Sebi, which has been given powers to take action against all unregulated money pooling schemes worth over Rs 100 crore besides all public issuances of securities, has issued this fresh caution notice at a time when a large number of people have been duped by numerous schemes in various states and enforcement action is underway against such operators.
"It has come to the notice of the Securities and Exchange Board of India that some companies/entities are illegally mobilising funds from the public by making false promise of exorbitant rates of return or interest under various schemes or arrangements," the regulator said.
It also said that schemes offered by cooperative societies, deposits accepted by NBFCs or companies declared as Nidhi or mutual benefit societies under Companies Act, pension or insurance schemes framed under Employee Provident Fund laws or Chit Funds Act are outside Sebi's jurisdiction if they are regulated by some other regulator or law.
"Investors are cautioned not to invest in any schemes or arrangements which are unregulated. Sebi does not guarantee the repayment of money by these companies or entities," it said.

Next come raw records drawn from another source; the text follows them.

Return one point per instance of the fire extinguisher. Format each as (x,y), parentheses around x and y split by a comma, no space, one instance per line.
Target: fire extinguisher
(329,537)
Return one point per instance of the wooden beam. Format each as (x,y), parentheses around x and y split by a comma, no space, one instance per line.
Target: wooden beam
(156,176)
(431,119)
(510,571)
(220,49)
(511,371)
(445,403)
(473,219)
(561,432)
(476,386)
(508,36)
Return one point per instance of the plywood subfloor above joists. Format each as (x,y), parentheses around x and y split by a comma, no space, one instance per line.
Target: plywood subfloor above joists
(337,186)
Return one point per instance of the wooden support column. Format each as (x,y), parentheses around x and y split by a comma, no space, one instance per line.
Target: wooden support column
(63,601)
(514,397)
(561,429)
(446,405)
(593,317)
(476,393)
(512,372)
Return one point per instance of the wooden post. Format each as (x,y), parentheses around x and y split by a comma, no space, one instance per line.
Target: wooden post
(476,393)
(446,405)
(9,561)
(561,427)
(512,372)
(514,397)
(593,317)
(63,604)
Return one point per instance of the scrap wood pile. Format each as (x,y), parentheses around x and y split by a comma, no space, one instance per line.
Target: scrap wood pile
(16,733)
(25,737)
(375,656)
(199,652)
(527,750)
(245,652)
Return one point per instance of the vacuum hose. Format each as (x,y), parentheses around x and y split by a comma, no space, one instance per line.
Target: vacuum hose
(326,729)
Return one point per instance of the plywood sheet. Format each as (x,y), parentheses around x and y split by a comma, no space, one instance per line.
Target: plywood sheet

Asking the general public to be cautious of such illicit schemes, the regulator also said it offers basic financial education to investors free of cost and they can contact its regional or local offices for more details about the same.
The latest caution notice comes within days of Sebi warning the investors and general public against dealing with entities that are continuing to collect funds even after being barred to do so.
Making public a list of 51 entities, which included many from West Bengal, the capital market watchdog had said last week that investors should not be lured towards illegal schemes that claim to offer much higher returns than banks and other registered entities.
Sebi had also asked the investors to report such unauthorised money pooling activities to the market regulator, state authorities, including police and other agencies.
Sebi has been given greater powers to deal with the ponzi menace, which typically involves money being raised from investors with promise of high returns and old investors being given returns from funds collected from new subscribers to such schemes.